Born in 1904 in New Haven, Connecticut, Frederick G. Crabb graduated from the U. S. Military Academy in 1930. Commissioned in the Infantry, he served with the 13th, 21st, and 28th Infantry. In 1939, Crabb was detailed to the Ordnance Department. He then attended the Massachusetts Institute of Technology for a year and was a student officer at Aberdeen Proving Ground.
He soon became an expert in automotive and tank maintenance. From 1940 to 1941, he served as assistant Ordnance officer, 1st Armored Corps, Fort Knox, Kentucky.
Following the U. S. entry into World War II, he was Ordnance officer for the 2nd Armored Division during the North African and Sicilian campaigns. His response to a parts shortage during the Sicilian campaign exemplifies his determination to keep his division combat ready. General George Patton dispatched his C47 transport plane with Lieutenant Colonel Crabb on board to Bizerte in North Africa to find the needed parts. He commandeered a dozen trucks from the 2nd Armored Division rear echelon and, armed with a letter from Patton requesting assistance in procuring parts, proceeded to load up what he needed from an Eastern Base Section depot. He then persuaded a Navy lieutenant to transport the parts to Sicily on a Landing Ship Tank (LST).

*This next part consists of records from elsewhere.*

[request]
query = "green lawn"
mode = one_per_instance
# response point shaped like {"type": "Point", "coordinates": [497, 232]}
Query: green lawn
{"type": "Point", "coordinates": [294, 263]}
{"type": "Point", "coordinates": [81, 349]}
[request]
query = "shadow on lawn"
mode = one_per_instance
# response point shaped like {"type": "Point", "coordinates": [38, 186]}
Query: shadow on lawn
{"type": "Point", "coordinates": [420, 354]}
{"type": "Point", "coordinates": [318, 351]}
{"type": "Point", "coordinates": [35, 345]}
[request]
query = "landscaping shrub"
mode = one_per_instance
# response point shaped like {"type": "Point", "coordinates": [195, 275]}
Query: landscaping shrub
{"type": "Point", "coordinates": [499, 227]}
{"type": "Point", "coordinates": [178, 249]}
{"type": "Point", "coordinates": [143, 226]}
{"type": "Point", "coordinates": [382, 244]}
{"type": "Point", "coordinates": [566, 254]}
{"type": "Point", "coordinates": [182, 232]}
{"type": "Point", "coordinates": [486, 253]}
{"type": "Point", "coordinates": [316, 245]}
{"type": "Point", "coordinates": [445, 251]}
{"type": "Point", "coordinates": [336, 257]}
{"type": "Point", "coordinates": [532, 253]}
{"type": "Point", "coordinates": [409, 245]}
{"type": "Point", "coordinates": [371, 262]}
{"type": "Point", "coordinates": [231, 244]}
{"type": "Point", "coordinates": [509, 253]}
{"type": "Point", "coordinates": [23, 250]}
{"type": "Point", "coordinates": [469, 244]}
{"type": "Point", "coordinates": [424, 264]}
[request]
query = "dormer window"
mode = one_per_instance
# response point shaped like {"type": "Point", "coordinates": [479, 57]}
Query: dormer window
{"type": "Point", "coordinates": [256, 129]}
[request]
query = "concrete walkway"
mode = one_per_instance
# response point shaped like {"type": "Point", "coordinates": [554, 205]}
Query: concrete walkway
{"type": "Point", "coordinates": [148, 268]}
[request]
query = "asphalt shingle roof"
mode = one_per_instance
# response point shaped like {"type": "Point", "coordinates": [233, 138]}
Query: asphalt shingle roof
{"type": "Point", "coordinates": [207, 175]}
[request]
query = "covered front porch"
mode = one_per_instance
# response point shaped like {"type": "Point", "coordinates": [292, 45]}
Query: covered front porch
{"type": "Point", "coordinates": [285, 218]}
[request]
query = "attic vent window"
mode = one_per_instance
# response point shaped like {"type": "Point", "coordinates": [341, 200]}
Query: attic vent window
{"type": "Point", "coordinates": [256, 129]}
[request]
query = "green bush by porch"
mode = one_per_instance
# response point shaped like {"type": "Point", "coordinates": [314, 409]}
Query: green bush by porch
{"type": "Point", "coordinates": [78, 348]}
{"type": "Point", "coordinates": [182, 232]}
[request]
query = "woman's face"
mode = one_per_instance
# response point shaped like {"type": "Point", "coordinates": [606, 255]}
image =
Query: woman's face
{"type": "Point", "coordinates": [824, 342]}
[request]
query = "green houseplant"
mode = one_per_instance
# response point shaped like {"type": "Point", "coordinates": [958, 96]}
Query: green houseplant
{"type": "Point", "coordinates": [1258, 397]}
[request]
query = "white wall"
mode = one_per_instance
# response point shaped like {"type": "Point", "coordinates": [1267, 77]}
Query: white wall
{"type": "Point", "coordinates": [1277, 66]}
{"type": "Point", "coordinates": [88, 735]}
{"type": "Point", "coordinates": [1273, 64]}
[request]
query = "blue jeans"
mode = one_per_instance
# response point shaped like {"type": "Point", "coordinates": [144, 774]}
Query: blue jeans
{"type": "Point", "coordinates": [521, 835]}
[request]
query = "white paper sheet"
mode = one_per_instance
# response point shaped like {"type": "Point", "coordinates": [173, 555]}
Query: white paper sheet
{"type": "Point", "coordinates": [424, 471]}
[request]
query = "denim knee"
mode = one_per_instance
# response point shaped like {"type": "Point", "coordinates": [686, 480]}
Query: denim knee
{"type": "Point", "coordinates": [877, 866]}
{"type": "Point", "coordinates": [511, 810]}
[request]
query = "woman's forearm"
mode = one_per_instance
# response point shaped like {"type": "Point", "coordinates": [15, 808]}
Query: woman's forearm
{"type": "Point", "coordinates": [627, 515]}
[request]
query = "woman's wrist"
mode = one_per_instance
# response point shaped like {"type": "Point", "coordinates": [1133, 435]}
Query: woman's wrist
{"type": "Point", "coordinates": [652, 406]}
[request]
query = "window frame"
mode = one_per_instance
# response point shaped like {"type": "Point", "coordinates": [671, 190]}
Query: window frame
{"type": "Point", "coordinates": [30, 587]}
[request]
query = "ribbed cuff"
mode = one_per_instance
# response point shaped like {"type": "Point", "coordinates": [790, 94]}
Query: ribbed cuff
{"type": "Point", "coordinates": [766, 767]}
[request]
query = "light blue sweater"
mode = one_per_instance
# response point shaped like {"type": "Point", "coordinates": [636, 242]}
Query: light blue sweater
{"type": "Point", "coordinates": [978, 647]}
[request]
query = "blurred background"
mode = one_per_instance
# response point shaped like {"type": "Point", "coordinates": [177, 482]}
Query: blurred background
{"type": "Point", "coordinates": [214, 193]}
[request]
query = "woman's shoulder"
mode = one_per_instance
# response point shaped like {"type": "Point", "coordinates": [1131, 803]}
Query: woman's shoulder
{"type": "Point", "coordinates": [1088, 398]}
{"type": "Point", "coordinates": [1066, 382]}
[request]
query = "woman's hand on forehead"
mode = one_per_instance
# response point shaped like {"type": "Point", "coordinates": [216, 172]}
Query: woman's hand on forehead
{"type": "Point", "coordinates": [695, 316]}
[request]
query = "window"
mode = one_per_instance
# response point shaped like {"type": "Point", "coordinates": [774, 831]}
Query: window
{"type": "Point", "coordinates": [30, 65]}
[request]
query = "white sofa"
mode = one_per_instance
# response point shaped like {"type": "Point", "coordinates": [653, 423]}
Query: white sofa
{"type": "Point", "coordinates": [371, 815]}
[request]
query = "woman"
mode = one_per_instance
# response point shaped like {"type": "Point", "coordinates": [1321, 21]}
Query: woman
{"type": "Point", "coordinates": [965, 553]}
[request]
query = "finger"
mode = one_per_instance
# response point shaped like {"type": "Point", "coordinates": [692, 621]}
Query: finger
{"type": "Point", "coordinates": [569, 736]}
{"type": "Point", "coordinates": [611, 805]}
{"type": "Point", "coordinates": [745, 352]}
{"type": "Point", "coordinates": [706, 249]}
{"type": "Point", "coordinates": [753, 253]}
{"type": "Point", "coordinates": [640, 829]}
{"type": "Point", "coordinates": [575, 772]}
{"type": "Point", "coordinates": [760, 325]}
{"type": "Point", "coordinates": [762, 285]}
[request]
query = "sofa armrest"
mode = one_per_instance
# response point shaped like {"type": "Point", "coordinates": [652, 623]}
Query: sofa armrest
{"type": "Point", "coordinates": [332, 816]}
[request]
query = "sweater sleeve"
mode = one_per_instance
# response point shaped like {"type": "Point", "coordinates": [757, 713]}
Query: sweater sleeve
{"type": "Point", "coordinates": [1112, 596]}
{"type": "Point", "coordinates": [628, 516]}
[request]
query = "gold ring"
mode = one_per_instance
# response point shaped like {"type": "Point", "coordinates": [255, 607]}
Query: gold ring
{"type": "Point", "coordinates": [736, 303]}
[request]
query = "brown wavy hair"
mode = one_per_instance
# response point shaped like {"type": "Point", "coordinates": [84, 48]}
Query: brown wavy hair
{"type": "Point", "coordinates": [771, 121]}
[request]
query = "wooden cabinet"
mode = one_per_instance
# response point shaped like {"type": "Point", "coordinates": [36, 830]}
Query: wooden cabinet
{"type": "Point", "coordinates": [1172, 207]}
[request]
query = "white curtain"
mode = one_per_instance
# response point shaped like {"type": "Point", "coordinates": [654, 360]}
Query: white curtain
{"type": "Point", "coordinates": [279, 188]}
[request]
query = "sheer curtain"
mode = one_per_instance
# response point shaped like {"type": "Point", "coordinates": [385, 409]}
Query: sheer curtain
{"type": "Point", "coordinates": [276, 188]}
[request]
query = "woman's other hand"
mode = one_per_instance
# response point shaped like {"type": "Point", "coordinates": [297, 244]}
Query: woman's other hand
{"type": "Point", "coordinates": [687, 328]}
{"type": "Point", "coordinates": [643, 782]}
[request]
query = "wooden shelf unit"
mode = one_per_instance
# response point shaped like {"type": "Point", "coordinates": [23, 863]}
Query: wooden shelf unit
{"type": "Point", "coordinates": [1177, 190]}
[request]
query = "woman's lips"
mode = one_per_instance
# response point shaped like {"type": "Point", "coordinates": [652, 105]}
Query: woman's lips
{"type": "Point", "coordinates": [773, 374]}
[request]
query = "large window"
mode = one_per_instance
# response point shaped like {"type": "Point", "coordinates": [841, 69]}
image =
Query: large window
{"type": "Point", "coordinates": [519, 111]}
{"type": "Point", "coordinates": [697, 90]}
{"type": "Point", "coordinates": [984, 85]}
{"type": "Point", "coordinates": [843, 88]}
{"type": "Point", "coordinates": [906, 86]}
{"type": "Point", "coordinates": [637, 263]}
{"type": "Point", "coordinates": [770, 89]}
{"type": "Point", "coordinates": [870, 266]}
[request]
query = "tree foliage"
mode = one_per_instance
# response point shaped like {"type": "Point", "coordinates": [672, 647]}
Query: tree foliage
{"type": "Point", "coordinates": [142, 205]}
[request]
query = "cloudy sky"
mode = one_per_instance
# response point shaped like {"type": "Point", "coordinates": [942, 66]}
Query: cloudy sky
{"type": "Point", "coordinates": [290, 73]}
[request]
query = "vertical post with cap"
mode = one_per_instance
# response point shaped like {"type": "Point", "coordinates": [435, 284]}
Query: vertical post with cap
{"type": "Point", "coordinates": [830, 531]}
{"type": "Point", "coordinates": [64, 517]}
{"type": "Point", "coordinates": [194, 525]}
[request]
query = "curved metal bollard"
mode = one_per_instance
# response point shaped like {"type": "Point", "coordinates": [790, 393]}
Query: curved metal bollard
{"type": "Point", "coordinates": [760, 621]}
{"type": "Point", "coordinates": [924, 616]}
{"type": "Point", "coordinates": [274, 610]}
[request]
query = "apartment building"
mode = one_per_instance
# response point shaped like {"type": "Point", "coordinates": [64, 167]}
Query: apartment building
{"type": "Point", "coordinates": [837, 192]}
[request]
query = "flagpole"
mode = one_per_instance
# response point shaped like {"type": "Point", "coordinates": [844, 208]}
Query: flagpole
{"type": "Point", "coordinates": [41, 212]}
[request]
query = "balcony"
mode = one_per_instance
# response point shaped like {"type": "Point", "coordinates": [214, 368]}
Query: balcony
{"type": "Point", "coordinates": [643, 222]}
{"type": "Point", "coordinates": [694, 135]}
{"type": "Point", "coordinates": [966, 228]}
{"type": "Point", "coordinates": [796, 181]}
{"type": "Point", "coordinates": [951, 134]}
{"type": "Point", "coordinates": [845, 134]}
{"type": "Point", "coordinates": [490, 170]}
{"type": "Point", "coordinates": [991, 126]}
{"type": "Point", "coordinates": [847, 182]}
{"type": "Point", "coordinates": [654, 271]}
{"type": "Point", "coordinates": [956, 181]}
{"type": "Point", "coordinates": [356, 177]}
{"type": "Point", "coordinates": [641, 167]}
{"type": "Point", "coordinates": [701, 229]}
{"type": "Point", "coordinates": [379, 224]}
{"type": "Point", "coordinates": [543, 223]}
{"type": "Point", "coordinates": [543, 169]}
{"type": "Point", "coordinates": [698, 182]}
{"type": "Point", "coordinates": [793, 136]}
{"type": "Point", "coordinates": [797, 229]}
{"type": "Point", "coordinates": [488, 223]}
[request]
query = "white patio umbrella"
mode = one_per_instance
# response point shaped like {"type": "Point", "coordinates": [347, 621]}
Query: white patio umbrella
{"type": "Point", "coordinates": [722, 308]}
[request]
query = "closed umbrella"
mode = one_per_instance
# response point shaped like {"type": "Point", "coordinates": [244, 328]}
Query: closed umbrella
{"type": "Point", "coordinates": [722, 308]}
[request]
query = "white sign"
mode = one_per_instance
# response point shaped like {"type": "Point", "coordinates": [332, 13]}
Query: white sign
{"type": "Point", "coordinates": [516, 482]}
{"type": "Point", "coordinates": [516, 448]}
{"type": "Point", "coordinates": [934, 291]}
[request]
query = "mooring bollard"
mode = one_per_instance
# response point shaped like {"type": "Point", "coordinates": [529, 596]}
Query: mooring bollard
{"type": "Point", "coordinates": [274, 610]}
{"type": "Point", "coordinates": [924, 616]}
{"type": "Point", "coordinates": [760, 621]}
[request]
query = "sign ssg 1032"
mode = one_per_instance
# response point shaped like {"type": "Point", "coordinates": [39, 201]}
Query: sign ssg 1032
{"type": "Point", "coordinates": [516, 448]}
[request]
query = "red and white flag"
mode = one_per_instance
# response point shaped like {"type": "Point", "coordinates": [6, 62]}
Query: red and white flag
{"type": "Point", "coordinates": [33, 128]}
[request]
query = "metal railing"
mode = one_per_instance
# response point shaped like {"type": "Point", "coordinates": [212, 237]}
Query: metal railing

During the Normandy invasion and until war's end, he served as ordnance officer for the XIX Corps. Following the war, he served briefly as deputy commander of the Red River Ordnance Depot and then, from 1946 to 1948, as Ordnance officer, U. S. Constabulary, Europe. He branch transferred to Ordnance in 1947. In 1949, given his expertise in automotive maintenance, he was appointed chief of the Maintenance Branch, Office of the Chief of Ordnance. Prior to his retirement as a colonel in 1963, Crabb commanded the Mount Rainer Ordnance Depot. He died in 1981.